Ilya Shapiro throws in her two cents on the new H-1B rules over at National Review Online - characterizing them as “Foolish Misuse”, an appropriate label in light of the April 1st implementation date. She explains her personal interest in the changes:
Now, why do I care about this issue so much? Because I myself am a foreign professional. No, not an engineer or scientist — haven’t taken math since high school — but instead, doing as Washingtonians do, a lawyer. Having practiced for a few years and served as a special adviser on rule of law issues in Iraq, I recently moved over to a think tank.
My current employer managed to snag an H-1B for me, but only because I fit into an exemption for workers who have a post-graduate degree from an American university. This exemption has a 20,000-visa cap (all others requesting educational exemptions go into the general pool), which has previously been hit later than the regular quota but this year is also expected to require a lottery.What has helped me along the way is that I come from Canada — my parents took a wrong turn at the St.

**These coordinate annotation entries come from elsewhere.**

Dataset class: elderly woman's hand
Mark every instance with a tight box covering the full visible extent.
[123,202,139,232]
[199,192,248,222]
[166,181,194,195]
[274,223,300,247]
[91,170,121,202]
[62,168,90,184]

Lawrence when we emigrated from the Soviet Union — which gets a special provision of un-capped visas under NAFTA. I had one of these visas when I clerked for a federal appellate judge, and again when working for my second law firm. Still, these NAFTA visas are only good for one year at a time, and I had to maintain the legal fiction that after being educated in the US and living my entire adult life here, I had no intention of staying. Coming from Canada also disqualifies me from the more famous lottery that annually awards green cards — no-strings-attached permanent residence, not to be confused with a work permit — to nationals of countries with low rates of immigration to the U.S.
But at least I get to be here, tenuous as my grasp on the American dream may be. As the H-1B petition statistics demonstrate, there are hundreds of thousands of qualified people with job offers in America who cannot realize their dreams in their home countries.